[PATCH] OpenACC reference count consistency checking

Julian Brown julian@codesourcery.com
Thu May 7 16:11:09 GMT 2020


Sorry about the delay replying to this email!

On Thu, 30 Jan 2020 16:21:20 +0100
Thomas Schwinge <thomas@codesourcery.com> wrote:

> Hi Julian!
> 
> Notwithstanding the open question about how to implement this
> checking in libgomp in a non-intrusive (performance-wise) yet
> maintainable (avoid '#if 0') way, I have two more questions.
> 
> 
> Is there a specific reason why this checking isn't also enabled for
> libgomp OpenMP 'target' entry points?

Just that it was developed in the context of adding manual deep-copy
support to OpenACC -- OpenMP wasn't my focus at that point. So, I
didn't try adding checking for OpenMP also. It might be interesting to
see how that goes though, particularly with regards to dynamic data
lifetimes in OpenMP.

> Can you please explain (textually?) how this checking (design per your
> textual description below) is working in context of mixed OpenACC
> structured ("S") and dynamic ("D") reference counts?  For example:
> 
>     // S: 0, D: 0
>     
>     #pragma acc enter data copyin ([data]) // copyin; S: 0, D: 1
>     
>     acc_copyin ([data]) // no-op; S: 0, D: 2

Unfortunately it's not quite that simple.
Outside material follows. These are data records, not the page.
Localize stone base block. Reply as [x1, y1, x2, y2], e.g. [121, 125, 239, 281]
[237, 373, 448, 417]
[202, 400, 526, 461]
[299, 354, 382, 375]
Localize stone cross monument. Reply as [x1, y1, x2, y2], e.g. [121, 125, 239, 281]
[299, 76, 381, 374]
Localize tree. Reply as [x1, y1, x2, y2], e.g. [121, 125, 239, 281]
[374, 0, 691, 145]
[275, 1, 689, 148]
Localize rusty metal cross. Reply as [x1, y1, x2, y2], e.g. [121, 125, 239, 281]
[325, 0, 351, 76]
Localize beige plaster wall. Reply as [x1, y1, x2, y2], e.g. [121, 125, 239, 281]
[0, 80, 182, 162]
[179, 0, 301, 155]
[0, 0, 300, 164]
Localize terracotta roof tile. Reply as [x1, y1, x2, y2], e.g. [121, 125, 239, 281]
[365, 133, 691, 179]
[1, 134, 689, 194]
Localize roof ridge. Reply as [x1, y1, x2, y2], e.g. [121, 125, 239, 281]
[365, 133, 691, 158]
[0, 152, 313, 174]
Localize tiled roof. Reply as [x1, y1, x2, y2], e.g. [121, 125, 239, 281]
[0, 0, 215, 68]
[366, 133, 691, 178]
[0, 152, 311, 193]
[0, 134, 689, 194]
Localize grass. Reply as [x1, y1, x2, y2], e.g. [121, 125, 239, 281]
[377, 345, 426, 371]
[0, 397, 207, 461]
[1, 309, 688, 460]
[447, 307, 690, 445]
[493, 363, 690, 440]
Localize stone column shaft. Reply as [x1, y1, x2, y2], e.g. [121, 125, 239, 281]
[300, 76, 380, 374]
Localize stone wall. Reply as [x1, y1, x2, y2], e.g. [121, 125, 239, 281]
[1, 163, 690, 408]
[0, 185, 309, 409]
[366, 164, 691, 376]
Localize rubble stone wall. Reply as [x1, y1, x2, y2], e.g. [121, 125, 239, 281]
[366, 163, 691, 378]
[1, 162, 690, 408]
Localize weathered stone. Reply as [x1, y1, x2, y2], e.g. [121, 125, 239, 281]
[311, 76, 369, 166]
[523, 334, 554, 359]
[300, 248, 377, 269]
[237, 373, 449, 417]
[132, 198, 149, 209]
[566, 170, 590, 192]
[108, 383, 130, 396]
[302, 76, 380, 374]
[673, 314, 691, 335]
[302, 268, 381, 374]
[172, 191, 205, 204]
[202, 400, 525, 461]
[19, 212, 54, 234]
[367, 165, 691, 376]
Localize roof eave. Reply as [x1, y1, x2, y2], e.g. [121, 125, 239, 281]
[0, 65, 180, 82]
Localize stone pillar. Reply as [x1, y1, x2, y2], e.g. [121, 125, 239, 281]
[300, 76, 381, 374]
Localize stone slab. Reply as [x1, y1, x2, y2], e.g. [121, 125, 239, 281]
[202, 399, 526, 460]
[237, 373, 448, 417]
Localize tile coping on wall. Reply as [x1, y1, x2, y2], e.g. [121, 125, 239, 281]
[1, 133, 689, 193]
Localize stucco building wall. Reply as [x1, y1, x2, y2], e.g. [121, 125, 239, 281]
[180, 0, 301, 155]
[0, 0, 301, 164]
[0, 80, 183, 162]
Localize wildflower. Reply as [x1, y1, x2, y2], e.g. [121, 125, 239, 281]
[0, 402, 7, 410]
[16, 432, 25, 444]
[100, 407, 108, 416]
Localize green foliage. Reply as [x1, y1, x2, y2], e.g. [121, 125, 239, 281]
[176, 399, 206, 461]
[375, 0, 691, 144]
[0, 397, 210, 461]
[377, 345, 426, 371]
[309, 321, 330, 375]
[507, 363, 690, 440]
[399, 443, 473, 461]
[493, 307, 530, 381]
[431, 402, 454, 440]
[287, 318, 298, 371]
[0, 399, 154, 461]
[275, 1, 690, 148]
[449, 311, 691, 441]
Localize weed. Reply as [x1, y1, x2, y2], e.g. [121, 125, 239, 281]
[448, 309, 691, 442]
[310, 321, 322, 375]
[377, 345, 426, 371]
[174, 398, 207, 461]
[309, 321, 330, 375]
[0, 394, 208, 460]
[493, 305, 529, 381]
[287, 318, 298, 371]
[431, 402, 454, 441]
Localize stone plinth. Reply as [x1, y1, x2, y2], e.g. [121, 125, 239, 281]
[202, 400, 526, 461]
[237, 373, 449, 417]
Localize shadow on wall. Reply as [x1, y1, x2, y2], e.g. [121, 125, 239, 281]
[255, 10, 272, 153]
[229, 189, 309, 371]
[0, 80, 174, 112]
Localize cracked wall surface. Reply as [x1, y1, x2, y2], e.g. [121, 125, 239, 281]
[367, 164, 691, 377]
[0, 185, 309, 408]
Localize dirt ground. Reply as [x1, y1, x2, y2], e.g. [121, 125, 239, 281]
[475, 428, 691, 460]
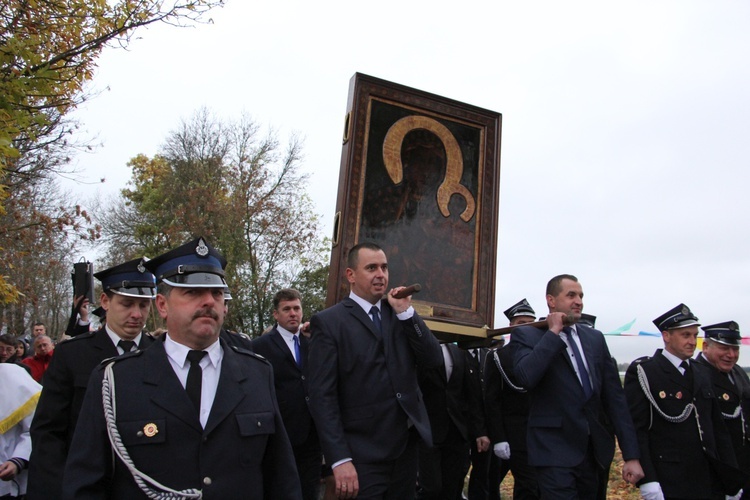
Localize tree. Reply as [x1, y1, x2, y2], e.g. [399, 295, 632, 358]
[0, 0, 224, 304]
[0, 178, 87, 338]
[99, 108, 326, 336]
The "refcount" fields (in
either splay tree keys or target_mem_descs) do not really represent
program-level reference counts, but rather references in the linked
splay tree structure within libgomp. That's correct: the refcounts are
used so as to know when data is still live, and when it can be freed.

Structured data mapping operations ("acc data", "acc parallel", etc.)
always create a target_mem_desc, with a list of target_var_descs that
describe data mapped in that structured block. That target_mem_desc
either "owns" a block of target memory corresponding to the structured
data block, or it doesn't.

We might have something like this (excuse ASCII art!):

   +===================+        +=================+
   | TARGET_MEM_DESC 1 |   ,-->	| TARGET_VAR_DESC |
   +-------------------+   |	+-----------------+
   | tgt_start...      |   |    | splay_tree_key  | --> ... 
   +-------------------+   |    +=================+
   | target_var_desc 0 | --' 
   | target_var_desc 1 | ---.  	+=================+
   | target_var_desc 2 | -. `-> | TARGET_VAR_DESC |
   +===================+  |     +-----------------+
			  |	| splay_tree_key  | --> ...  
			  |	+=================+  
			  |			     
			  |    	+=================+  
			  `--->	| TARGET_VAR_DESC |  
				+-----------------+  
   +=================+   .-----	| splay_tree_key  |
   | SPLAY_TREE_KEY  | <-'	+=================+
   +-----------------+	 
   | target_mem_desc | -.       +===================+
   +=================+	'-----> | TARGET_MEM_DESC 2 |
				+-------------------+
				| tgt_start...      |
				+-------------------+
				| target_var_desc   |
				+===================+

(Non-virtual/non-dynamic) reference counts correspond to the arrows
between blocks in the diagram (for the pointed-to block --
target_mem_desc or splay tree key).

For a structured data mapping, say "TARGET_MEM_DESC 1" is the descriptor
returned from gomp_map_vars.

Now, "TARGET_MEM_DESC 1" and "TARGET_MEM_DESC 2" can be the same block,
or different blocks. (Each of the TARGET_MEM_DESCs linked from splay
tree keys, linked from TARGET_VAR_DESCs, can be a mix of such
identical or different blocks for each of the splay tree keys linked
from TARGET_VAR_DESCs.) In the case where they're different blocks, and
TARGET_MEM_DESC 2 (etc.) owns its own mapped memory, TARGET_MEM_DESC 1
may have a NULL tgt_start -- thus, not own a target data block itself.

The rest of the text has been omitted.